In [1]:
import numpy as np
import pandas as pd
import tensorflow as tf
from tqdm import tqdm

import multiprocessing as mp

from tensorflow.keras.preprocessing import sequence
from tensorflow.keras.models import Sequential, Model
from tensorflow.keras.models import load_model
from tensorflow.keras.layers import Dense, Embedding
from tensorflow.keras.layers import LSTM, Reshape, Activation, Input
from tensorflow.keras.datasets import imdb
from tensorflow.keras.utils import to_categorical
import tensorflow.keras.backend as K


In [78]:
# %%time
max_features = 10000
# cut texts after this number of words (among top max_features most common words)

print('Loading data...')
(x_train, y_train), (x_test, y_test) = imdb.load_data(num_words=max_features, seed=1)
print(len(x_train), 'train sequences, with shape', x_train.shape)
print(len(x_test), 'test sequences with shape', x_test.shape)

Loading data...
25000 train sequences, with shape (25000,)
25000 test sequences with shape (25000,)


In [79]:
### Decreasing the size of test set.
np.random.seed(10)
idx = np.random.choice(x_test.shape[0],2000)
x_test = x_test[idx]
y_test = y_test[idx]

In [4]:
# print("One-hot encoding of labels")
# y_train = to_categorical(y_train, 2)
# y_test = to_categorical(y_test, 2)
# print('train labels shape:',y_train.shape)
# print('test labels shape:',y_test.shape)

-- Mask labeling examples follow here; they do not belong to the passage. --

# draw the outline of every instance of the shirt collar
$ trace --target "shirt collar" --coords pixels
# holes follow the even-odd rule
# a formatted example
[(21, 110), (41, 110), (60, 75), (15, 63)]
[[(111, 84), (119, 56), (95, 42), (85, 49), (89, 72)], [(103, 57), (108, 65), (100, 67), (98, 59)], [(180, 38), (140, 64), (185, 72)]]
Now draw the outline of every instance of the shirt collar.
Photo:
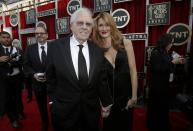
[(41, 48), (41, 46), (44, 46), (44, 48), (46, 49), (46, 48), (47, 48), (47, 42), (46, 42), (46, 43), (44, 43), (44, 44), (40, 44), (40, 43), (38, 43), (38, 48)]
[(6, 48), (10, 49), (11, 48), (11, 46), (4, 46), (4, 45), (2, 45), (2, 46), (4, 49), (6, 49)]
[[(74, 35), (72, 35), (70, 39), (71, 39), (71, 41), (72, 41), (72, 45), (73, 45), (73, 46), (78, 46), (78, 45), (80, 45), (80, 43), (77, 41), (77, 39), (75, 38)], [(87, 47), (88, 47), (87, 41), (85, 41), (82, 45), (87, 48)]]

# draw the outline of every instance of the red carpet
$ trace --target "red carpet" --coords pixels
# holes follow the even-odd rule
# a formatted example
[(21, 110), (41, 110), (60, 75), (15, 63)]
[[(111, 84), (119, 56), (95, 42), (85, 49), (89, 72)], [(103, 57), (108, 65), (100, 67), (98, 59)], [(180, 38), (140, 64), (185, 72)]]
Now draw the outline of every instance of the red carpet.
[[(39, 131), (40, 129), (40, 118), (39, 112), (37, 110), (37, 105), (35, 100), (31, 103), (26, 102), (26, 93), (23, 94), (24, 101), (24, 112), (26, 118), (21, 120), (21, 129), (13, 129), (8, 121), (7, 116), (5, 115), (0, 120), (0, 131)], [(134, 111), (134, 130), (133, 131), (147, 131), (145, 128), (145, 108), (136, 108)], [(172, 131), (187, 131), (190, 122), (188, 122), (184, 115), (180, 112), (171, 113), (171, 122), (172, 122)], [(49, 128), (49, 131), (52, 131)]]

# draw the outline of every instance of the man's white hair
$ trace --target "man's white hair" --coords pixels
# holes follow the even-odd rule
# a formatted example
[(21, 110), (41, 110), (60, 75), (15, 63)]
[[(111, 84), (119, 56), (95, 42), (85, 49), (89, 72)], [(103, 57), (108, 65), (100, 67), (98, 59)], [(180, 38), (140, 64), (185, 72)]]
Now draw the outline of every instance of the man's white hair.
[(78, 15), (79, 15), (80, 13), (87, 13), (87, 14), (89, 14), (89, 15), (91, 16), (91, 18), (92, 18), (92, 15), (93, 15), (90, 9), (85, 8), (85, 7), (79, 8), (78, 10), (76, 10), (76, 11), (71, 15), (71, 17), (70, 17), (70, 24), (72, 24), (73, 22), (76, 21), (76, 19), (78, 18)]

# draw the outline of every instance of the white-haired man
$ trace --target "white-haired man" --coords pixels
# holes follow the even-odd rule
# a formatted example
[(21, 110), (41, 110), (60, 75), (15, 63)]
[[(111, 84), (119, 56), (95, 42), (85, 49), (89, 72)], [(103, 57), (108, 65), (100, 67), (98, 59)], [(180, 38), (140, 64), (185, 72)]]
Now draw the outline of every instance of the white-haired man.
[(70, 19), (71, 37), (56, 40), (48, 53), (48, 95), (55, 131), (98, 131), (101, 105), (112, 104), (102, 50), (89, 41), (92, 13), (80, 8)]

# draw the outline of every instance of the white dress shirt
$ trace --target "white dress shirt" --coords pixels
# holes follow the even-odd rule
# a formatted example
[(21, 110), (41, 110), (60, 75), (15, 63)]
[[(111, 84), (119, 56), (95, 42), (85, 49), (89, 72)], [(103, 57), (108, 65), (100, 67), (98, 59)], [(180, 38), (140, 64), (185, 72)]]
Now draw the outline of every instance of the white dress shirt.
[(40, 44), (38, 43), (38, 52), (39, 52), (39, 58), (40, 58), (40, 61), (42, 61), (42, 57), (41, 57), (41, 54), (42, 54), (42, 48), (41, 46), (44, 46), (44, 51), (46, 52), (46, 55), (47, 55), (47, 48), (48, 48), (48, 44), (47, 42), (45, 44)]
[[(9, 52), (11, 51), (11, 46), (6, 47), (6, 46), (3, 45), (3, 48), (4, 48), (4, 51), (5, 51), (5, 52), (6, 52), (6, 48), (8, 48), (8, 51), (9, 51)], [(13, 47), (12, 52), (10, 52), (10, 54), (15, 54), (16, 52), (17, 52), (17, 49), (16, 49), (15, 47)], [(15, 58), (15, 60), (16, 60), (16, 61), (19, 60), (19, 56), (17, 56), (17, 57)], [(11, 74), (8, 74), (8, 75), (9, 75), (9, 76), (14, 76), (14, 75), (17, 75), (17, 74), (19, 74), (19, 73), (20, 73), (19, 68), (14, 67), (14, 68), (13, 68), (13, 72), (12, 72)]]
[[(70, 50), (71, 50), (71, 57), (72, 57), (72, 63), (74, 65), (74, 69), (78, 78), (78, 53), (79, 53), (79, 46), (80, 43), (77, 41), (77, 39), (74, 37), (74, 35), (70, 38)], [(84, 42), (82, 48), (82, 52), (84, 55), (84, 58), (86, 60), (86, 66), (87, 66), (87, 73), (89, 76), (89, 69), (90, 69), (90, 58), (89, 58), (89, 50), (88, 50), (88, 44), (87, 41)]]

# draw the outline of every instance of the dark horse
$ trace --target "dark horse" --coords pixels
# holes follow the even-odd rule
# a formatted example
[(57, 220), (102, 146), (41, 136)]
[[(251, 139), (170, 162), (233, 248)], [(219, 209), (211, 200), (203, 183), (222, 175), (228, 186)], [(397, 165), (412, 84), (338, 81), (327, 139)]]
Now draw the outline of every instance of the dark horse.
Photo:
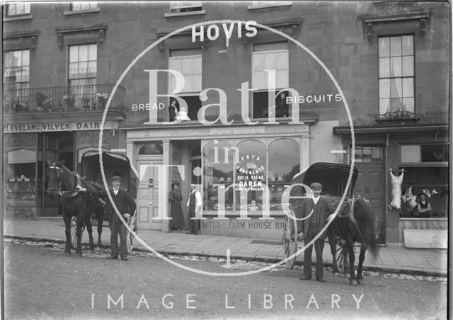
[[(333, 256), (333, 274), (338, 275), (338, 266), (336, 259), (336, 244), (338, 238), (344, 242), (344, 267), (345, 275), (348, 276), (349, 268), (349, 282), (352, 285), (363, 284), (362, 266), (367, 248), (374, 258), (379, 255), (379, 248), (376, 246), (378, 230), (376, 228), (374, 215), (369, 202), (360, 195), (352, 198), (347, 198), (343, 202), (338, 215), (333, 219), (327, 229), (327, 236)], [(359, 263), (357, 268), (357, 278), (354, 263), (354, 244), (360, 243)], [(349, 258), (349, 263), (348, 263)], [(349, 268), (348, 268), (349, 266)]]
[(98, 246), (101, 247), (101, 234), (102, 233), (103, 211), (99, 210), (98, 200), (86, 193), (79, 191), (79, 190), (86, 188), (86, 183), (65, 167), (64, 161), (53, 163), (47, 161), (47, 164), (48, 167), (45, 174), (49, 183), (48, 195), (52, 200), (55, 199), (57, 194), (60, 196), (59, 204), (62, 207), (66, 228), (64, 254), (71, 255), (71, 221), (72, 217), (76, 217), (77, 219), (76, 256), (81, 256), (82, 255), (81, 240), (84, 224), (86, 226), (89, 236), (89, 250), (93, 251), (93, 232), (90, 221), (90, 217), (93, 212), (96, 214), (98, 220)]

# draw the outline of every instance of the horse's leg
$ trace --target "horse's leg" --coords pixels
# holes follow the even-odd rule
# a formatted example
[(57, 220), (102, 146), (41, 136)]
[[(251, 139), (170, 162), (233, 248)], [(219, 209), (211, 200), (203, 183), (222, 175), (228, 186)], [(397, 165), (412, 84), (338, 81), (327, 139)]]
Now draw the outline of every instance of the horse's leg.
[(359, 285), (363, 285), (363, 275), (362, 275), (362, 266), (363, 265), (363, 261), (365, 259), (365, 251), (367, 247), (365, 244), (360, 246), (360, 254), (359, 255), (359, 264), (357, 266), (357, 282)]
[(86, 231), (88, 232), (89, 251), (90, 252), (94, 252), (94, 244), (93, 244), (93, 228), (91, 227), (91, 221), (90, 220), (91, 212), (91, 210), (87, 210), (87, 212), (85, 215), (85, 225), (86, 226)]
[(346, 241), (346, 246), (348, 246), (348, 251), (349, 251), (349, 263), (350, 263), (350, 277), (349, 278), (349, 283), (351, 285), (357, 285), (357, 278), (355, 278), (355, 268), (354, 268), (354, 263), (355, 262), (355, 253), (354, 253), (354, 241), (350, 237), (348, 237)]
[(333, 234), (328, 236), (328, 245), (331, 246), (331, 253), (332, 253), (332, 268), (333, 269), (333, 275), (338, 276), (338, 265), (337, 265), (337, 244), (335, 236)]
[(84, 211), (80, 210), (77, 214), (77, 227), (76, 229), (76, 236), (77, 236), (77, 248), (76, 248), (75, 256), (82, 256), (82, 226), (84, 225)]
[(350, 266), (349, 263), (349, 248), (346, 246), (346, 241), (343, 245), (343, 274), (345, 278), (349, 278), (349, 272), (350, 270)]
[(102, 224), (103, 222), (103, 210), (104, 209), (102, 207), (96, 208), (96, 217), (98, 218), (98, 248), (99, 250), (101, 250), (101, 248), (102, 247), (101, 235), (102, 234)]
[(71, 216), (69, 216), (63, 212), (63, 220), (64, 221), (64, 234), (66, 235), (66, 244), (63, 254), (65, 256), (71, 256)]

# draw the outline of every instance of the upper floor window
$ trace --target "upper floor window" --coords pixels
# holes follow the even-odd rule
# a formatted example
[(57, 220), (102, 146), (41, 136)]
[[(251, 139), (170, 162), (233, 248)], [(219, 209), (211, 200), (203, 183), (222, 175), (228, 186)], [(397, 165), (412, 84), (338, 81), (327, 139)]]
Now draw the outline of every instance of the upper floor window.
[(384, 149), (382, 147), (355, 146), (355, 162), (380, 162), (384, 161)]
[(29, 2), (15, 2), (13, 4), (8, 4), (6, 6), (7, 17), (22, 16), (24, 14), (30, 14)]
[(379, 38), (379, 115), (413, 113), (413, 35)]
[[(170, 52), (168, 67), (181, 73), (184, 77), (184, 87), (178, 96), (187, 103), (188, 116), (190, 120), (197, 119), (198, 110), (201, 108), (201, 101), (198, 97), (202, 91), (202, 55), (201, 49), (172, 50)], [(170, 75), (168, 92), (173, 91), (176, 86), (176, 78)], [(177, 105), (178, 111), (179, 105)]]
[(28, 88), (30, 50), (8, 51), (4, 59), (4, 81), (15, 91), (14, 96), (21, 96), (19, 91)]
[(90, 10), (98, 7), (97, 2), (71, 2), (71, 11), (78, 11), (80, 10)]
[(69, 47), (69, 86), (96, 84), (97, 56), (96, 44)]
[[(269, 96), (275, 97), (275, 117), (287, 117), (288, 105), (279, 93), (289, 87), (288, 44), (277, 42), (253, 45), (252, 56), (252, 87), (253, 118), (268, 116)], [(282, 93), (287, 96), (287, 92)], [(275, 104), (274, 104), (275, 103)]]
[(202, 10), (201, 1), (172, 1), (170, 3), (170, 11), (172, 13), (200, 11)]
[(30, 50), (4, 55), (3, 107), (7, 113), (28, 112)]

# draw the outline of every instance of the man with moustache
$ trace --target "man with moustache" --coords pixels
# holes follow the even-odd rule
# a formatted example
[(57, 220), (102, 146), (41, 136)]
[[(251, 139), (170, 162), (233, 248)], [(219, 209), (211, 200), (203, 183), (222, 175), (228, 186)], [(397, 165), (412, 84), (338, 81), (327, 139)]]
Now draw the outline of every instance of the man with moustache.
[[(109, 189), (109, 192), (113, 199), (115, 205), (118, 209), (118, 212), (122, 215), (122, 218), (127, 222), (130, 219), (131, 215), (135, 211), (135, 201), (131, 195), (125, 190), (120, 189), (121, 177), (119, 176), (113, 176), (110, 179), (112, 188)], [(107, 193), (105, 191), (99, 191), (93, 188), (87, 188), (86, 191), (88, 194), (93, 194), (97, 197), (106, 198)], [(121, 257), (121, 260), (127, 261), (127, 229), (118, 217), (115, 208), (110, 201), (105, 201), (105, 219), (110, 222), (110, 256), (107, 257), (108, 259), (117, 259), (118, 253)], [(120, 235), (120, 250), (118, 251), (118, 234)], [(119, 251), (119, 252), (118, 252)]]
[[(319, 182), (314, 182), (310, 185), (313, 190), (313, 198), (306, 199), (302, 204), (302, 215), (303, 218), (309, 217), (299, 221), (302, 224), (299, 230), (304, 232), (304, 244), (308, 244), (321, 232), (328, 219), (333, 217), (332, 215), (335, 212), (335, 207), (332, 204), (321, 196), (322, 185)], [(311, 214), (311, 215), (310, 215)], [(330, 218), (329, 218), (330, 217)], [(316, 280), (325, 282), (323, 278), (323, 249), (324, 248), (324, 240), (327, 232), (324, 232), (314, 241), (314, 251), (316, 254)], [(311, 279), (311, 251), (313, 245), (309, 246), (304, 252), (304, 276), (300, 278), (302, 280)]]

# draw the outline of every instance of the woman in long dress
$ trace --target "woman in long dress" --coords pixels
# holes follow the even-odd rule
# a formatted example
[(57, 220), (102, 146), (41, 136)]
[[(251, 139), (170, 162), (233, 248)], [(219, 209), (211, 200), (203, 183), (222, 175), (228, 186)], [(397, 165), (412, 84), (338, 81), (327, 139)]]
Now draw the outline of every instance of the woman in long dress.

One-hot encoding of labels
train labels shape: (25000, 2)
test labels shape: (2000, 2)


In [80]:
maxlen = 150

x_train = sequence.pad_sequences(x_train, padding='post', truncating='post', maxlen=maxlen)
x_test = sequence.pad_sequences(x_test, maxlen=maxlen)
print('train data shape:', x_train.shape)
print('test data shape:', x_test.shape)

train data shape: (25000, 150)
test data shape: (2000, 150)


In [6]:
print("Setting up model-specific variables...")
# K.clear_session()
batch_size = 64
embedding_size = 128
lstm_size = 128
val_split = 0.2
epochs = 12
num_classes = 2

Setting up model-specific variables...


In [7]:
imdb_clf = load_model('imdb_compiled_clf_150dim.h5')

In [8]:
imdb_clf.evaluate(x_train, y_train, batch_size=512)



[0.012113170527815818, 0.99752]

## Retrieve Embeddings for all the words in the Vocabulary

In [9]:
vocab_embeddings = imdb_clf.layers[1].embeddings.numpy()
print("Shape of the generated embeddings: ",vocab_embeddings.shape)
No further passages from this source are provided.